No Cloud Required: My Local AI Stack on AMD Hardware

TL;DR: I run a fully self-hosted AI stack — inference, memory, agent orchestration, image generation, and speech-to-text — entirely on local AMD hardware. This is a follow-up to Down the Agentic AI Rabbit Hole, where I covered the earlier version of this setup. A lot has changed since then, and I have a second GPU arriving any day now that I am completely calm about.

SectionSummary
Then vs. nowWhat changed since the last post
How I got hereLemonade, Gaia, LiteLLM, and why none of them stuck
The service mapWhat’s running and what it does
Hardware splitdGPU, iGPU, and an incoming OcuLink eGPU
Tuning the modelsYAML configs, KV cache quantization, Ministral, and 1-bit models
The memory layerLocalAGI, LocalRecall, and why Cognee didn’t last
OpenCode and the sandboxBubblewrap isolation for a tool that can run shell commands
Zed integrationOpenCode as a Zed agent server
Skills and CodegraphLazy-loaded domain knowledge and a live code intelligence graph
Open QuestionsThings I’m still chewing on

Then vs. now

The previous post covered the first serious version of this stack: Lemonade Server for inference, Gaia for a web-style agent interface, a vaguely-described personal knowledge base connected via MCP, and LiteLLM sitting in front of everything translating Claude API names to local models. It worked. It was also a collection of moving parts that each had their own opinions about how things should run.

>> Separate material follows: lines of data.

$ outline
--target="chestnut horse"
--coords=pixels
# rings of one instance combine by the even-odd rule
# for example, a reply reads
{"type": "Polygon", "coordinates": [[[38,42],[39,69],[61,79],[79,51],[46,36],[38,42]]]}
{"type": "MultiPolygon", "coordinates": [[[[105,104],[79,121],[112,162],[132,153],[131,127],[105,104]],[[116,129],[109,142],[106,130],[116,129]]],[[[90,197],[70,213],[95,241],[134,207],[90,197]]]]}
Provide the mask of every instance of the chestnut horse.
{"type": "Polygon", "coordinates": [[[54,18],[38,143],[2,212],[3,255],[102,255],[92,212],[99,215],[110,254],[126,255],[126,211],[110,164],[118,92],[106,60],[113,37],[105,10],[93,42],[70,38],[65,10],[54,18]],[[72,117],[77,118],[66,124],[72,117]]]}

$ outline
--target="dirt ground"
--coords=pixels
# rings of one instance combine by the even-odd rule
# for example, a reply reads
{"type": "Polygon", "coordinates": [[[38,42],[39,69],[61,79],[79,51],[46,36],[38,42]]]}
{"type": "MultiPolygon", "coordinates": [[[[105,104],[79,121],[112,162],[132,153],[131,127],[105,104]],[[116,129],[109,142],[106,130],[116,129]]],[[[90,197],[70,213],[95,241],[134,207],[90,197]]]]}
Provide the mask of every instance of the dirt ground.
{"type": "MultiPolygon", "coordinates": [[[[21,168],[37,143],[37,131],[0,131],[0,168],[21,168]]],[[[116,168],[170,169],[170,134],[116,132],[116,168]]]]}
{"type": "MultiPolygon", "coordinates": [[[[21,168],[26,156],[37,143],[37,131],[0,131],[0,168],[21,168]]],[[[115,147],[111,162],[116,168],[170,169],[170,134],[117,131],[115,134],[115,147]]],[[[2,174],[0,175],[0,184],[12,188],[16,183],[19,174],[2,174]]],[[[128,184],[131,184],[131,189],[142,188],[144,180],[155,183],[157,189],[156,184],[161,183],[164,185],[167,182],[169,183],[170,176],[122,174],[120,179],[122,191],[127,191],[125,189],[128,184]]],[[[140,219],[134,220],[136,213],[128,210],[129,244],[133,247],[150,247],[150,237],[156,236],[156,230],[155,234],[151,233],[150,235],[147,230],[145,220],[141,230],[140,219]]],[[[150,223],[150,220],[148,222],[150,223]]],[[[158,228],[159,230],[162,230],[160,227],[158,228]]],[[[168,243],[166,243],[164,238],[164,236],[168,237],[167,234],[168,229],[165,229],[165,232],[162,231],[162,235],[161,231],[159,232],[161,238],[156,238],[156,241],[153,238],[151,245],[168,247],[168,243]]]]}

Here’s where things stood then versus now:

ComponentThen (May 2026)Now (June 2026)
InferenceLemonade ServerLocalAI
Model proxyLiteLLMRemoved — LocalAI speaks OpenAI API natively
Agent interfaceGaiaLocalAGI
Chat UIGaia web interfaceLocalAI built-in chat
Memory/RAGVague MCP-connected knowledge baseLocalRecall (replaced Cognee)
Image genLocalAI Vulkan backend (blocked by glibc)sd-rocmstable-diffusion.cpp built with ROCm
STTNoneWhisper large-v3-turbo via LocalAI
TTSNonePiper via LocalAI
Code sandboxNoneBubblewrap isolation on every OpenCode invocation
Code intelligenceNoneCodegraph MCP server
Agent skillsAd-hocFormalized lazy-loaded SKILL.md system

The short version: Lemonade did one thing well. LocalAI does everything.


How I got here

I didn’t sit down one day and design this stack from scratch. I arrived at it the usual way — by running through several things that didn’t quite fit until something did.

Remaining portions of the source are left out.